Team
Supervisor
Mr. Biswajith A.K. Dissanayake
biswajithd@eng.pdn.ac.lkContents
Abstract
The rapid evolution of cyber-attacks such as zero-day exploits and sophisticated application-layer attacks like SQL injection, XSS, command injection, and enhanced DDoS attacks exposes considerable drawbacks of traditional intrusion detection systems. In this work, we propose a Hierarchical Hybrid Framework for server-side intrusion detection that overcomes these issues with a fully parallel two-stream approach. Our approach analyses 22 network-layer features and 19 application-layer features (41 total), selected using Random Forest importance, SHAP values, mutual information, and correlation. The framework includes a three-layer cascade:
LightGBM for Network Stream (98% accuracy), XGBoost for Application Stream (84.55% accuracy)

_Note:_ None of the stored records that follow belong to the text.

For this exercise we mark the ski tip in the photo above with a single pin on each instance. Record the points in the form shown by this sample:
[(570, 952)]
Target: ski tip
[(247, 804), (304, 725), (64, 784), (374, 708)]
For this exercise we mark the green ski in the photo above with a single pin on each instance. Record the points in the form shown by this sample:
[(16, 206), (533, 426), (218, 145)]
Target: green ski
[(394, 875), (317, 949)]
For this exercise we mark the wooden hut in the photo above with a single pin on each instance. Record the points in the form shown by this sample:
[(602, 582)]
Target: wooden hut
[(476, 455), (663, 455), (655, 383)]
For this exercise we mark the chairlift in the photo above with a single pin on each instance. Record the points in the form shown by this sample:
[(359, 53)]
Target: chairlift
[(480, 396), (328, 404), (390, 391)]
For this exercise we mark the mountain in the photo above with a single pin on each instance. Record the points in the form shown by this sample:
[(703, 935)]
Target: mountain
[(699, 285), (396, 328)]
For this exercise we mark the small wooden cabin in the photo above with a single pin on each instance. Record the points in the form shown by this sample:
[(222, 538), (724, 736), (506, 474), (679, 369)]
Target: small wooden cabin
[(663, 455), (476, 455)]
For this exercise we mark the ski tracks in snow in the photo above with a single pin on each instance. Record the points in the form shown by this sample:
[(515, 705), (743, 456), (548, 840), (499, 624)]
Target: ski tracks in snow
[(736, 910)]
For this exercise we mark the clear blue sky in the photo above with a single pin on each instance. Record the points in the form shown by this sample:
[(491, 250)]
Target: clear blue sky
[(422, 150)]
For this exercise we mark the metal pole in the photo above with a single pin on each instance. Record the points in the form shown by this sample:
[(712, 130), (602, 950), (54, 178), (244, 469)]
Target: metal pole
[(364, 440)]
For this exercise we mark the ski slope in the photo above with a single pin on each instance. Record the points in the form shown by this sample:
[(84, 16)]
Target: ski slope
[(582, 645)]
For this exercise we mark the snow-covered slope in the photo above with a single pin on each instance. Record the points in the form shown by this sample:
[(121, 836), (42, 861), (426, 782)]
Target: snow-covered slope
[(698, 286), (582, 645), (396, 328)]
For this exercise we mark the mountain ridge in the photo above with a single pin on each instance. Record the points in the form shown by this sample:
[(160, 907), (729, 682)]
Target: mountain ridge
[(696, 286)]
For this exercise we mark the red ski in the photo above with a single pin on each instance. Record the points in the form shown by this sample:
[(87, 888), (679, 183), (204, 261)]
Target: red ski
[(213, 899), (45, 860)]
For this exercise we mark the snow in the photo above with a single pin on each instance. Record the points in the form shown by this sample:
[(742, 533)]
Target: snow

Threshold-based classifier (confidence ≥ 0.7, F1 = 0.87, false-alarm rate < 5%)
XGBoost with 97% accuracy (Network) and 74.23% (Application)
Evaluated on the balanced CSE-CIC-IDS2018 dataset (4,122,352 benign and 2,748,235 malicious packets), the pipeline achieved an overall accuracy of 97.8% with a macro F1-Score of 0.91. In real-time tests the model achieved 100% attack detection with a false positive rate below 4%.
Problem Statement
Despite major improvements in machine-learning-based IDS, most present-day solutions handle network and application layers sequentially or in isolation. This enables advanced application-layer attacks (obfuscated SQL Injection, Cross-Site Scripting, Command Injection, and Business Logic Abuse) to go undetected because they appear perfectly normal at the network level.
Sequential Processing
Network and application layers analysed in isolation, allowing cross-layer attacks to evade detection.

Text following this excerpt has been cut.